Thursday, April 19, 2007

April 19 Trade summary

Although I was only in the market for about 30min of trading, my trade executions were very good today in my opinion. I know I'm trading well when my trade is green after 20seconds and I'm exiting the trade within 1-3min. I finally got the key buy setup today at 7:19am. I went long on YM on a NYSE TICK low extreme and when the NYSE A/D was retracing during an uptrend. I got 13pts on YM in about 3min. If I had gone long ER2 (which was more bullish) at the same I would have gotten about 3 to 3.5pts. After seeing the big bullish divergence between ER2 and YM, I looked for short trades on YM and long trades on ER2 there-after, and as you can see from my trade executions, the idea had worked.

P/L= $187

Yesterday, YM acted like it had bullish divergence compared to ER2, and now it seems like the reverse today. Out of ES, NQ, ER2, and YM, I believe YM has the largest percentage of retail traders. Knowing this may provide insight to why we see these divergences or "exagerations" seen in YM. I like to look at YM as the futures index that should be faded during volatility spikes, due to the miss pricing that we frequently see from impulsive trades put on by begginer retail traders.

Market observations-
Being able to gauge NYSE TICK in conjuction with NYSE A/D, as well as looking at the volume seen in ES and ER2, is the key to trading index futures intraday in my opinion. Today we're seeing a pullback in ZN and JPY, what'ya know! And now YM is filling this mornings gap. We could get new highs on the stock indices tommorow, but my outlook for this new high is skeptical. I think ZN's pullback is being bought and the stock indices rally is being shorted. The fact that bonds and the stock market are starting to trade inversely again with greater volatility is good for us day traders. I will continue to trade small size and look to make my money 1 day at a time and avoid taking big bets on where the market is headed.

I like this post by Jeff Quinto- titled- The Homer Simpson School of Trading. He basically says, trade small, build consistency, and your account will grow. Over time your trade size will grow along with your account. Trade larger size that you are not use to, and the results could be disasterous.

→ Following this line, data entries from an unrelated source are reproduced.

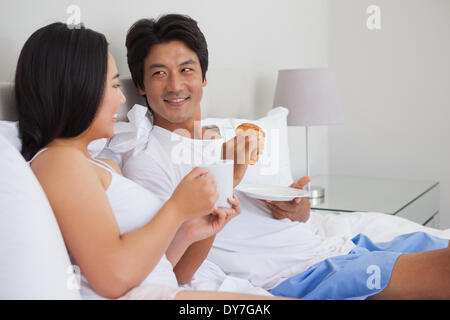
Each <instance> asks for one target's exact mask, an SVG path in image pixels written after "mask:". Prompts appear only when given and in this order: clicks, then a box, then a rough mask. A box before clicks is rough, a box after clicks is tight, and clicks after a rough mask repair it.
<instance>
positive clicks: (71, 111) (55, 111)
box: [14, 22, 108, 160]
mask: <svg viewBox="0 0 450 320" xmlns="http://www.w3.org/2000/svg"><path fill="white" fill-rule="evenodd" d="M107 68H108V42H107V41H106V38H105V36H104V35H103V34H101V33H98V32H95V31H93V30H90V29H86V28H85V27H84V26H82V25H81V26H78V27H77V28H69V27H68V26H67V25H66V24H64V23H61V22H56V23H52V24H50V25H47V26H45V27H43V28H41V29H39V30H37V31H36V32H34V33H33V34H32V35H31V36H30V38H28V40H27V41H26V42H25V45H24V46H23V48H22V51H21V52H20V56H19V60H18V62H17V69H16V75H15V85H14V90H15V96H16V101H17V108H18V113H19V134H20V137H21V139H22V155H23V156H24V158H25V159H26V160H29V159H30V158H31V157H33V155H34V154H35V153H36V152H37V151H39V149H41V148H43V147H45V146H46V145H47V144H48V143H50V142H51V141H52V140H54V139H56V138H72V137H76V136H78V135H80V134H81V133H83V132H84V131H85V130H86V129H88V128H89V126H90V125H91V123H92V121H93V120H94V118H95V115H96V113H97V110H98V108H99V106H100V103H101V100H102V98H103V91H104V88H105V82H106V72H107Z"/></svg>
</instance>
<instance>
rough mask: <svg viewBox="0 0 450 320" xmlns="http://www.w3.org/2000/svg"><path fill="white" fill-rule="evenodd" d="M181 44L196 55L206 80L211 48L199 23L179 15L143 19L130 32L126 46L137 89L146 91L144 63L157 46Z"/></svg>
mask: <svg viewBox="0 0 450 320" xmlns="http://www.w3.org/2000/svg"><path fill="white" fill-rule="evenodd" d="M175 40H178V41H182V42H183V43H184V44H185V45H186V46H187V47H188V48H189V49H191V50H192V51H194V52H195V53H196V54H197V57H198V59H199V61H200V67H201V69H202V79H203V80H205V75H206V71H207V70H208V45H207V44H206V39H205V36H204V35H203V33H202V32H201V31H200V29H199V27H198V25H197V21H195V20H194V19H192V18H190V17H188V16H185V15H180V14H167V15H164V16H161V17H159V18H158V20H155V19H141V20H139V21H137V22H135V23H134V24H133V25H132V26H131V28H130V29H129V30H128V33H127V39H126V42H125V44H126V47H127V59H128V67H129V68H130V72H131V77H132V78H133V81H134V84H135V85H136V87H140V88H141V89H144V60H145V58H146V57H147V55H148V53H149V52H150V50H151V48H152V47H153V46H154V45H155V44H163V43H168V42H170V41H175Z"/></svg>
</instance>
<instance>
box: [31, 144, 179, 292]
mask: <svg viewBox="0 0 450 320" xmlns="http://www.w3.org/2000/svg"><path fill="white" fill-rule="evenodd" d="M46 149H47V148H44V149H42V150H40V151H39V152H38V153H36V155H35V156H34V157H33V158H32V159H31V160H30V161H29V162H28V163H29V164H31V162H32V161H33V160H34V159H36V157H37V156H38V155H39V154H40V153H41V152H43V151H45V150H46ZM86 160H87V161H89V162H91V163H92V164H94V165H97V166H99V167H101V168H103V169H105V170H106V171H108V172H109V173H110V174H111V183H110V185H109V187H108V188H107V190H106V195H107V196H108V199H109V202H110V205H111V208H112V210H113V212H114V216H115V217H116V220H117V224H118V226H119V229H120V234H124V233H127V232H130V231H133V230H136V229H138V228H140V227H143V226H144V225H146V224H147V223H148V222H149V221H150V220H151V219H153V217H154V216H155V214H156V213H157V212H158V211H159V209H160V208H161V207H162V205H163V202H162V201H161V200H160V199H159V198H158V197H157V196H155V195H154V194H153V193H151V192H150V191H148V190H147V189H145V188H144V187H142V186H140V185H138V184H137V183H135V182H134V181H132V180H130V179H127V178H125V177H123V176H121V175H120V174H118V173H117V172H115V171H114V170H113V169H112V168H111V166H110V165H108V164H107V163H105V162H103V161H101V160H97V159H94V160H91V159H88V158H86ZM69 256H70V259H71V261H72V263H74V264H76V262H75V261H74V259H73V257H72V255H70V252H69ZM130 263H132V262H130ZM150 283H152V284H163V285H168V286H173V287H177V286H178V283H177V279H176V276H175V273H174V272H173V267H172V264H171V263H170V262H169V260H167V258H166V256H165V255H163V256H162V257H161V260H160V261H159V262H158V264H157V265H156V267H155V268H154V269H153V271H152V272H151V273H150V274H149V275H148V276H147V278H145V279H144V281H143V282H142V283H141V285H142V284H150ZM80 292H81V295H82V296H83V298H84V299H101V298H102V297H101V296H99V295H98V294H96V293H95V292H94V291H93V289H92V287H91V286H90V285H89V283H88V282H87V280H86V278H85V277H84V276H83V272H81V288H80Z"/></svg>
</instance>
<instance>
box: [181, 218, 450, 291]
mask: <svg viewBox="0 0 450 320" xmlns="http://www.w3.org/2000/svg"><path fill="white" fill-rule="evenodd" d="M306 225H307V226H308V228H310V229H311V230H312V231H313V232H314V233H315V234H317V235H319V236H320V237H323V238H327V237H333V236H339V237H345V238H349V239H351V238H353V237H354V236H356V235H357V234H359V233H363V234H365V235H367V236H368V237H370V238H371V239H372V240H373V241H374V242H385V241H390V240H392V239H393V238H395V237H396V236H399V235H401V234H407V233H411V232H418V231H423V232H427V233H429V234H431V235H434V236H437V237H440V238H444V239H450V229H446V230H439V229H434V228H429V227H425V226H422V225H420V224H417V223H415V222H412V221H409V220H407V219H404V218H401V217H396V216H393V215H389V214H384V213H379V212H343V213H336V212H330V211H319V210H317V211H314V210H313V211H311V216H310V219H309V220H308V222H307V223H306ZM184 287H185V288H188V289H193V290H212V291H228V292H241V293H252V294H262V295H270V293H269V292H268V291H266V290H264V289H263V288H259V287H255V286H253V285H252V284H251V283H250V282H249V281H248V280H246V279H241V278H236V277H233V276H229V275H226V274H225V273H224V272H223V271H222V270H221V269H220V268H219V267H218V266H217V265H215V264H214V263H212V262H210V261H208V260H205V262H204V263H203V265H202V266H201V267H200V268H199V270H198V271H197V273H196V274H195V276H194V278H193V280H192V281H191V282H190V283H189V284H188V285H185V286H184Z"/></svg>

As a reflection on my losing days, each day was a day where I traded larger size when compared to my avg. day.

Checkout this chart of YM compared to ZN, ZG and CL. A lot of people think that money would move into commodities when the stock market sells off. But May of 2006, and this last February, we saw the opposite of that. When the stock indices sold off, so did gold, while on the other hand the bonds rallied. Checkout this article from last May by Jim Jubak titled- How Japan sank the U.S. market


Jeppetto on 2:12 PM said...

congratulations on the good trades! thanks for the insightful charts.

NA on 7:37 PM said...

Hey dude-

glad to see your back in form. Personally, I I think the JPY/ZN relationships work best with SPY, inversely. Every now and then we might see inverse correlations between the rest and SPY, like commodities, as you've alluded to, but I think you will agree that more times than not JPY/ZN have the best inverse relation with SPY.

What do you say? Tx

HPT on 10:20 PM said...

I agree that more times than not we would see JPY/ZN trade inversly to SPY, and JPY would be the laggerd between the JPY/ZN pair; moreover we would also want the EURO (eurdollar- globex symbol GE), which has the best liquidity and greater volume, to be trading in tandem to help confirm the trend in JPY; moreover, sometimes I see a bigger pop in GE than JPY. The swiss franc (globex symbol 6S), gold, and crude oil are sometimes good pairs to watch as well. When there is news that is pending that affects bonds, then the bonds can stay flat leading up to the news and then explode in one direction off of the news (like last weeks CPI #). With more volatility, I would expect to see the inverse relationship betweem JPY/ZN and SPY increase, especially as we get closer to FOMC meetings, BOJ interest rate meetings, and G7 meetings. When JPY starts to reverse it's down trend (unwinding the carry trade), or the BOJ raises interest rates, then things should get interesting.